Nigeria’s political landscape is being illegally saturated with 2027 election campaign materials, as billboards and social media campaigns for President Bola Tinubu and other aspirants emerge nationwide, openly defying the electoral timetable and exposing the profound powerlessness of the Independent National Electoral Commission (INEC).
The ruling All Progressives Congress (APC) stands accused as the “biggest offender,” with giant billboards in Abuja and other major cities proclaiming “Grassroots Support for Tinubu 2027.” This blatant pre-campaigning has triggered a fierce public backlash, not just against the politicians, but against an electoral body that appears to be a regulator without teeth.
At the heart of the crisis is a critical loophole in the Electoral Act 2022. While Section 94(1) states that public campaigning should commence 150 days before polling day, the law provides no sanctions for violations ahead of this window. Outgoing INEC Chairman Mahmood Yakubu laid bare the commission’s helplessness, stating, “There is no sanction whatsoever concerning breaches for campaigns earlier than 150 days to an election. Here lies the challenge for the Commission.”

This legal vacuum has created a free-for-all. Politicians and their supporters exploit cultural festivals, project commissions, and social media with impunity, hiding behind the convenient defense that these are the actions of unauthorized “third parties.” The Presidency has denied involvement in the Tinubu billboards, but its demand for their removal was ignored—a stark demonstration of the lack of enforceable authority.
Why It Matters
This is a fundamental test of Nigeria’s democratic integrity. The spectacle of a powerless INEC signals to all political actors that the rules are optional. It creates a deeply uneven playing field, where the ruling party can leverage its incumbency and resources to kickstart its campaign years in advance, while opposition groups scramble to catch up.

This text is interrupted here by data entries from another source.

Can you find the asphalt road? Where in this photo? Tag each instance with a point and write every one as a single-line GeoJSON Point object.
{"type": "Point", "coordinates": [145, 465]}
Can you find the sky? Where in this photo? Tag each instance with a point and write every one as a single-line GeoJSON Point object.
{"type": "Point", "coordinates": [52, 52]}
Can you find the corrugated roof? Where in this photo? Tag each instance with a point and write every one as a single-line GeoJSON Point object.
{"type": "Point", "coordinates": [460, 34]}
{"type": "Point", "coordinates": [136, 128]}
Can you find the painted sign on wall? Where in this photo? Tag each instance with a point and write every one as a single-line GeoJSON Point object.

The solution, as proposed by former INEC Chairman Attahiru Jega, is clear: the law must be amended to clearly define premature campaigning, impose stiff penalties, and hold candidates vicariously liable for the actions of their supporters. Until then, INEC’s warnings are just noise, and Nigeria’s elections will begin not on a date set by the commission, but whenever the most powerful candidates decide they should.